Der Sexualzyklus ist in 4 Phasen unterteilt. Mit dem Beginn der Vorbrunst (Proöstrus) kommt es zu einem Anschwellen der Vulva und dem Austritt von blutigem bis fleischwasserfarbigem Sekret, welches die Hündin für Rüden attraktiv macht. Eine Deckbereitschaft ihrerseits ist jedoch noch nicht gegeben. Die Dauer der Vorbrunst beträgt – individuell unterschiedlich – 4 bis 21 Tage. Ihr schließt sich die Brunst (Östrus) an, welche von Deckbereitschaft der Hündin und Fruchtbarkeit gekennzeichnet ist. Der Scheidenausfluss wird heller und die Hündin „präsentiert“ sich den Rüden. Die Phase der Brunst beträgt 2 bis 12 Tage. Zusammen mit der Vorbrunst wird sie als Läufigkeit bezeichnet. Hieran schließt sich der Metöstrus an, in dessen Verlauf über eine Dauer von 9–12 Wochen Rückbildungs- und Regenerationsvorgänge an der Gebärmutter erfolgen. In der vierten Phase (Anöstrus) fehlt jegliches Anzeichen sexueller Aktivität. Dieser Abschnitt dauert 2 bis 6 Monate.
Beim Deckakt des Hundes kommt es zum bemerkenswerten Verhalten des „Hängens“. Auf die Penetration der Hündin hin kommt es zu einer starken Anschwellung des sogenannten „Knotens“ (anatomisch Bulbus glandis) des Rüden, welcher die verdickte Basis der Eichel mit einem Schwellkörper darstellt. Dies hat den Effekt, dass der Penis „verkeilt“ wird und sich die beiden Tiere nicht voneinander trennen können. Folglich steigt das männliche Tier nach der Ejakulation von seiner Partnerin herunter und dreht sich im Regelfall um 180°, so dass beide Tiere über eine Dauer von bis zu 30 Minuten mit den Hinterteilen einander zugewandt verbunden bleiben. Das Hängen verschafft den Spermien einen Vorsprung vor jenen nachfolgender Rüden.
Die durchschnittliche Trächtigkeitsdauer der Hündin beläuft sich auf 63 bis 65 Tage, die Anzahl der Welpen pro Wurf schwankt etwa zwischen 3 und 12 Tieren.
Grundsätzlich werden kleine Hunde älter als große. So können Rassen wie der Dackel ein Alter von bis zu 15 Jahren erreichen, in Ausnahmefällen gar 20 Jahre. Größere, schwere Rassen, wie etwa die Deutsche Dogge werden kaum älter als 9 Jahre. Laut Guinness-Buch der Rekorde liegt der Rekord, den ein Australian Cattle Dog, der in Australien als Schäferhund arbeitete, erreichte, bei 29 Jahren.

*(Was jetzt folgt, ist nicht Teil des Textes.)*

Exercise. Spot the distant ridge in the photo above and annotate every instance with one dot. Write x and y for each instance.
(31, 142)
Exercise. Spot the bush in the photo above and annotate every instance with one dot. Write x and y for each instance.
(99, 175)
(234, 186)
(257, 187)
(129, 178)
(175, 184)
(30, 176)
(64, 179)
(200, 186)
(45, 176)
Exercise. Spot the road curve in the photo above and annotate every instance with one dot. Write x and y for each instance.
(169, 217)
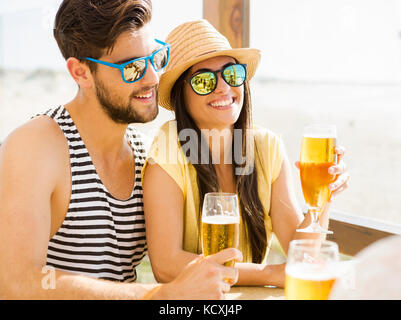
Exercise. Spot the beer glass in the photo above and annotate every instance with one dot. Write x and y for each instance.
(220, 223)
(317, 156)
(311, 269)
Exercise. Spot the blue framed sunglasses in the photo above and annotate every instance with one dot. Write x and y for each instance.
(135, 69)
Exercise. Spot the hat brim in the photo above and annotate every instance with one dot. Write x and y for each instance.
(249, 56)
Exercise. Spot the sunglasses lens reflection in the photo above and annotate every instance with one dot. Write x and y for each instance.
(204, 83)
(235, 75)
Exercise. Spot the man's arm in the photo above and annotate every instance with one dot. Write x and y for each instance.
(31, 160)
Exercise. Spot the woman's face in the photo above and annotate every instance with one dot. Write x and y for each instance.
(219, 109)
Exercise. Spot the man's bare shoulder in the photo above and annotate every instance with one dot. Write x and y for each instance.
(38, 140)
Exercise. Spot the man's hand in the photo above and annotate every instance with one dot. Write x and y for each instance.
(205, 278)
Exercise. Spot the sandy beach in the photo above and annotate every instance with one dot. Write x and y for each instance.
(368, 120)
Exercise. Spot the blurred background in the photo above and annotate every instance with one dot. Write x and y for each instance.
(329, 61)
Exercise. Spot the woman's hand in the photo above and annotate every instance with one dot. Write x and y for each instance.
(340, 171)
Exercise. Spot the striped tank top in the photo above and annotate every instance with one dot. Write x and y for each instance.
(101, 236)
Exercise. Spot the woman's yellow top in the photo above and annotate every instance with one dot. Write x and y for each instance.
(166, 151)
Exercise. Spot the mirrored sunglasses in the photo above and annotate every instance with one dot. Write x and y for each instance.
(206, 82)
(135, 69)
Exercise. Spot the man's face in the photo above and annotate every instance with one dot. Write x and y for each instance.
(128, 102)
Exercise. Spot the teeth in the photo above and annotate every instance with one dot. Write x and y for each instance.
(222, 103)
(144, 96)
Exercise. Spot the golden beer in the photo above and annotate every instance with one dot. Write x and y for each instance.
(219, 232)
(308, 285)
(317, 156)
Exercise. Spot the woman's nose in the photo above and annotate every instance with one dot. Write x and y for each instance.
(222, 86)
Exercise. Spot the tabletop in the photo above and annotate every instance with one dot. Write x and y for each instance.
(255, 293)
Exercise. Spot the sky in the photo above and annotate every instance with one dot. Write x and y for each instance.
(356, 41)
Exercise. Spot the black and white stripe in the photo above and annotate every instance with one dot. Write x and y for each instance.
(101, 236)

Auch bei Hunden wird der Begriff Sozialisation verwendet, um die Prägung auf Umweltreize während der ersten Lebensmonate zu beschreiben. Nur gut sozialisierte Welpen können später gut sozialverträgliche Hunde werden. Die folgenden Punkte sollte jeder Hundehalter mit seinem Welpen beachten:
- Sozialisation mit Artgenossen (Erlernen zwischenhundlicher Kommunikation)

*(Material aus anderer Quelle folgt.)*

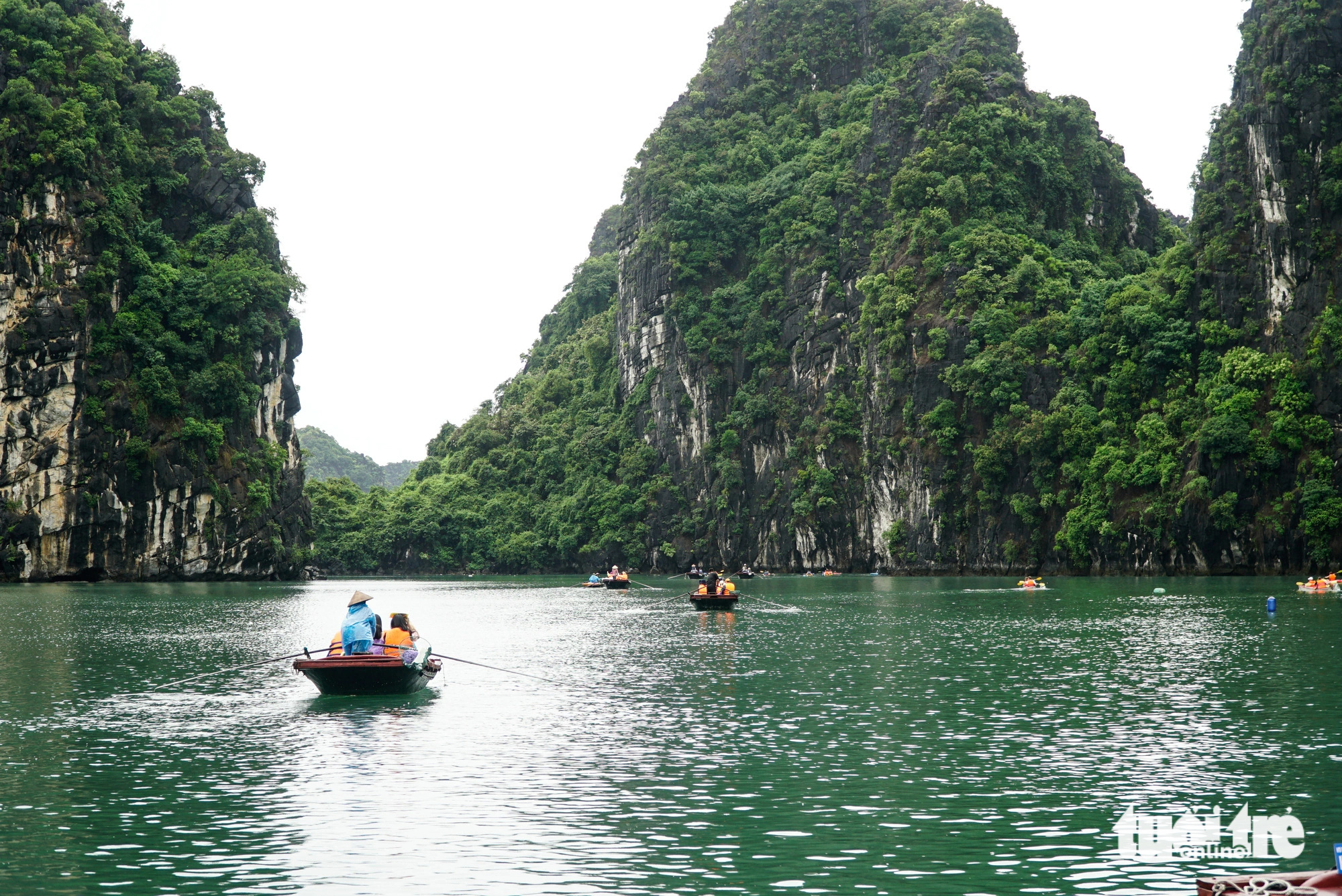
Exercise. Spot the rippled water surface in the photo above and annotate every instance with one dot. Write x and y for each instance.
(857, 736)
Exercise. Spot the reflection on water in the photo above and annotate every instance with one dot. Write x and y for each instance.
(860, 736)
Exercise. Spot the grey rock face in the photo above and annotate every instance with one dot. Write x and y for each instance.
(81, 501)
(1281, 281)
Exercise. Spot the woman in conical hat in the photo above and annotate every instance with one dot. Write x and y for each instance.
(360, 623)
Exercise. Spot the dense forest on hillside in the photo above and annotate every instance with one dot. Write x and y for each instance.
(148, 319)
(870, 301)
(324, 458)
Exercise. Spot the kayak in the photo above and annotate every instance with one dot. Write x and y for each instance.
(1325, 883)
(715, 602)
(368, 675)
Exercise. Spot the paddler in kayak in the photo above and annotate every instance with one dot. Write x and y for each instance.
(360, 623)
(402, 635)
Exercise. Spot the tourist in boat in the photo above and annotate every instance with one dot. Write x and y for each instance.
(399, 636)
(360, 624)
(378, 636)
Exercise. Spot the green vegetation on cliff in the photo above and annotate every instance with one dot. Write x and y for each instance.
(178, 296)
(136, 247)
(1070, 370)
(550, 478)
(324, 458)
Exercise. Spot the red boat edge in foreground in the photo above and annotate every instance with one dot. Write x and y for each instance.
(1325, 883)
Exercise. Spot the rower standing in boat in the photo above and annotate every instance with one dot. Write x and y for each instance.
(360, 624)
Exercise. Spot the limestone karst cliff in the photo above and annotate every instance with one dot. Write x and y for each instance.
(874, 304)
(148, 348)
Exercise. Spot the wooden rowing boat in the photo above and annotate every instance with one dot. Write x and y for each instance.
(367, 675)
(1325, 883)
(715, 602)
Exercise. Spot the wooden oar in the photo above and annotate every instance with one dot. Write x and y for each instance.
(237, 669)
(527, 675)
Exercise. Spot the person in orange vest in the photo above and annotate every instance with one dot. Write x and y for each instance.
(399, 636)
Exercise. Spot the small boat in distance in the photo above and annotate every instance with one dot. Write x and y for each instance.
(368, 675)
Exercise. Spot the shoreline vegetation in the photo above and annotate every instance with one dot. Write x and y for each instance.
(872, 302)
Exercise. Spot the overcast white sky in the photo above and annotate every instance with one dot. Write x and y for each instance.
(438, 166)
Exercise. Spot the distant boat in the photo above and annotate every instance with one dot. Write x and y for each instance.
(368, 675)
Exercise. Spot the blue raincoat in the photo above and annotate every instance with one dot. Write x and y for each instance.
(358, 634)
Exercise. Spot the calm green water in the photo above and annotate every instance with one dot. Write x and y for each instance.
(884, 737)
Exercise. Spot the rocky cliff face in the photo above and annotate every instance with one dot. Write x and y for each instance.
(978, 359)
(147, 353)
(84, 501)
(873, 304)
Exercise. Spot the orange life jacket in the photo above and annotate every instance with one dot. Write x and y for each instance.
(395, 640)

- Sozialisation mit anderen Tieren (Katzen, Meerschweinchen, Vögel, Pferde usw.)
- Sozialisation mit fremden Menschen
- Gewöhnung an Umweltreize wie Martinhorn, Fahrradklingeln, Flugzeuge, Knallgeräusche (Silvesterknaller) sowie Gewöhnung an Menschenansammlungen, Verkehrsgetümmel usw.

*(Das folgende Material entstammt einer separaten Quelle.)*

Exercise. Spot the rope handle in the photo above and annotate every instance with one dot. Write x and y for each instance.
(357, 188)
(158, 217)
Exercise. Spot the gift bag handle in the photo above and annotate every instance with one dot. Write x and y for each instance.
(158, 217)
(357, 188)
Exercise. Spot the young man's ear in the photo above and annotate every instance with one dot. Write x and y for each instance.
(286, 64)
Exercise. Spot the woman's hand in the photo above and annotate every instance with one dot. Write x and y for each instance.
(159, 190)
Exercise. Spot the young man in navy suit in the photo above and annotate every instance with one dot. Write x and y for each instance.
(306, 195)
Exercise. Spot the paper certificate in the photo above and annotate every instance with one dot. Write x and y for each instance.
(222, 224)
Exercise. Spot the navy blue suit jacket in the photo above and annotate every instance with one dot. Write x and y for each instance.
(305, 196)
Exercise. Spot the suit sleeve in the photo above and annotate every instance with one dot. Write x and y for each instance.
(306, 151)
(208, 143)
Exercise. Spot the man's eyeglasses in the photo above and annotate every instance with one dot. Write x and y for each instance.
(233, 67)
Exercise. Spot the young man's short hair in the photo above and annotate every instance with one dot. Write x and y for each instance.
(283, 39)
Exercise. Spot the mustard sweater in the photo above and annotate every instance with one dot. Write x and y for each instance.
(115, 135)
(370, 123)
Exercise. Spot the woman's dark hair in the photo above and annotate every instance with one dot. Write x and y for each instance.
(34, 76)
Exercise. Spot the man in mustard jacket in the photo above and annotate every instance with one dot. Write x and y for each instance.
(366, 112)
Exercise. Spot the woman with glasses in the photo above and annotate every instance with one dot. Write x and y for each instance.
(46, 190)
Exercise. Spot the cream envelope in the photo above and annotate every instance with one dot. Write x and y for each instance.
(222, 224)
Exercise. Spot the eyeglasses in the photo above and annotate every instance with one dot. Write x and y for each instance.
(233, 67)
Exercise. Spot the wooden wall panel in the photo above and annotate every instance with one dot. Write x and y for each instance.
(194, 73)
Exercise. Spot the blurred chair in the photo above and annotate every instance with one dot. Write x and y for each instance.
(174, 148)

Die Entwicklung jedes Hundes wird überwiegend von seiner Sozialisation und Erziehung bestimmt. Unzureichend sozialisierte Hunde haben Schwierigkeiten, sich in ihrer Umwelt zurechtzufinden. Sie neigen zu ängstlichem oder aggressiven Verhalten und anderen Verhaltensstörungen. Ein sorgfältig sozialisierter Hund hingegen hat gelernt, friedfertig und aufgeschlossen mit fremden Personen, Kindern und anderen Haustieren umzugehen. Die wichtigste Sozialisierungsphase des Hundes erstreckt sich in etwa von der zweiten bis zur 15. Lebenswoche. Viele Hundevereine bieten entsprechende Kurse an, die „Welpenspielstunden“ oder „Prägungsspieltage“ genannt werden. Eine zweite wichtige Sozialisierungsphase ist die Pubertät. Neben der allgemeinen Sozialisation auf Umweltreize kann problematisches Verhalten auch durch ungünstige Lernerfahrungen in einzelnen Bereichen (z. B. Balljunkie) entstehen.